Swarovski is a staple at the Oscars and this year it will have 90,000 crystals in the show. What’s design concept behind the crystal curtain?
It’s one of those big gestures— a massively huge curtain. It comes in and makes the back wall, the set looks wet with its movement and its power. We’ve got these two spheres in what we call a dome. They are inspired with implied movement in flat pieces and depth. They’re hanging from a single point at the top, so they’re all just kind of like moving in the air, and like everything on our set, they’re hanging there and they have the ability move around the stage. They also have hundreds and hundreds and hundreds of feet of LED technology so they change color, they evolve over time, and they have the ability to create a dynamic movement. It’s pretty cool.
You said you really wanted to drive home a message of community. How did you reinforce that in your design?

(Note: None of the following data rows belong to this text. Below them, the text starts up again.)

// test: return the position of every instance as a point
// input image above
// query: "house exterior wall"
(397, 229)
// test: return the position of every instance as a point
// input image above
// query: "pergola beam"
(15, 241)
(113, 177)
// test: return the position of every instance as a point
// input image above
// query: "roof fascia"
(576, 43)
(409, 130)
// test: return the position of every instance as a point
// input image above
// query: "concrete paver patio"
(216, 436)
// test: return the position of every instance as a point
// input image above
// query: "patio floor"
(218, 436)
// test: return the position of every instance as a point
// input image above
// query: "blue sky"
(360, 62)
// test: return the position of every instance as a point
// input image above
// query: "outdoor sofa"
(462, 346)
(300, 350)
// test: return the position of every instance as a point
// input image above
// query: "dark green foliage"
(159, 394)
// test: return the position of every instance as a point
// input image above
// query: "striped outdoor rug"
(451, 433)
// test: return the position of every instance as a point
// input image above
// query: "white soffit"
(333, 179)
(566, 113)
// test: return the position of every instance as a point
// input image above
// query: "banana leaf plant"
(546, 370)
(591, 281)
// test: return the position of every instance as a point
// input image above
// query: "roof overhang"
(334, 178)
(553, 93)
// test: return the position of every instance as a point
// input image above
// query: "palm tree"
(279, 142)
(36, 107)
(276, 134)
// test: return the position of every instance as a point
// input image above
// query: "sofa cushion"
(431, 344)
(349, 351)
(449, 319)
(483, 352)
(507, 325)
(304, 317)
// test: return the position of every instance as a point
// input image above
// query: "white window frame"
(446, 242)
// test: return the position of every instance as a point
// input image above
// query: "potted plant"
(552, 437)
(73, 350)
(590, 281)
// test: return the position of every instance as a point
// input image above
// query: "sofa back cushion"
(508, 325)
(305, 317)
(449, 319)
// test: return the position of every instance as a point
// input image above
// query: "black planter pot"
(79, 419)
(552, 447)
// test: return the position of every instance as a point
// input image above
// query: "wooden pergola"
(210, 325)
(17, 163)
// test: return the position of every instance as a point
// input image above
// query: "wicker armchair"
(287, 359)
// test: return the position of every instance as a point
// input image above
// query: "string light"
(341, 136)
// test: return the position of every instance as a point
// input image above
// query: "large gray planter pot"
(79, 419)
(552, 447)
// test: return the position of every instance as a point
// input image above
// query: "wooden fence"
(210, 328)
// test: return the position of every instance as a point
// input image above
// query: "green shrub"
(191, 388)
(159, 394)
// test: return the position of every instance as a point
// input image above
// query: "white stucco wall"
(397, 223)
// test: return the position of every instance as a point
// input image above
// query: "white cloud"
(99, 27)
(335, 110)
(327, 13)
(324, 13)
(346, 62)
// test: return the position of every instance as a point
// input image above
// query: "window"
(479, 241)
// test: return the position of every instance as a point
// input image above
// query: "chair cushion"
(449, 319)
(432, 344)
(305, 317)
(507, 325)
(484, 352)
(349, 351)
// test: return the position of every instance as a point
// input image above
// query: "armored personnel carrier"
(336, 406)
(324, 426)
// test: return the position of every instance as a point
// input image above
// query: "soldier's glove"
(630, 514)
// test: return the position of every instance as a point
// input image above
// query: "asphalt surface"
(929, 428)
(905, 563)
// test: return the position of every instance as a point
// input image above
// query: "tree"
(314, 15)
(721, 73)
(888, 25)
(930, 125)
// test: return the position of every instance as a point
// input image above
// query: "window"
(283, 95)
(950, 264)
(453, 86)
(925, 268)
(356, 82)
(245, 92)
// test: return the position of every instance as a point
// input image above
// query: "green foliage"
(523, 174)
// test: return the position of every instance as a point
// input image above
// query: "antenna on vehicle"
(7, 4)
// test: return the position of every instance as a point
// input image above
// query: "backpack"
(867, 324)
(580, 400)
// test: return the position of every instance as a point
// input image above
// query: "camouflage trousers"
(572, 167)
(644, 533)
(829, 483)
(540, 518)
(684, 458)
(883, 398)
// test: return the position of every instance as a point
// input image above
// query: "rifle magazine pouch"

The tagline of the show is movie lovers unite. We’re leading from top down in that direction, but putting the stage in the middle of the audience forced us to create all new camera angles on the winners and presenters. So if you’re are standing on that stage, you’re wrapped by people sitting in the front several rows of audience. The community part is just literally about the architecture and the space and floor plan.
The other theme of the production is future. Why did you want that to
I work in live events. The last two and a half years have been horrible. I live in New York City, which of course was the epicenter for a lot the pandemic. There’s an undeniable reverberation of this pandemic that will go on forever. I have two kids in school; my younger kid started the pandemic not having a phone or a computer or an email address, and then became digitally connected. There was a lot that was lost. But there was a tremendous amount that was gained. I wouldn’t have spent as much time with my kids. I did. It had not, we’d not had the pandemic and, you know, so I’ve been collecting all of these silver linings and I feel like you could choose to tell either version of that story.
So when I say it’s a portal into the future, we have an opportunity. With a war waging, and all this other stuff going on, it’s easy to say the future looks bleak, but that’s not the choice that I’m making with this design. The choice I’m making is one where the future has an inner glow. I feel like we have to walk boldly towards the light. The design and its starkness kind of reflects that it’s not easy. It’s challenging, but ultimately I think very satisfying.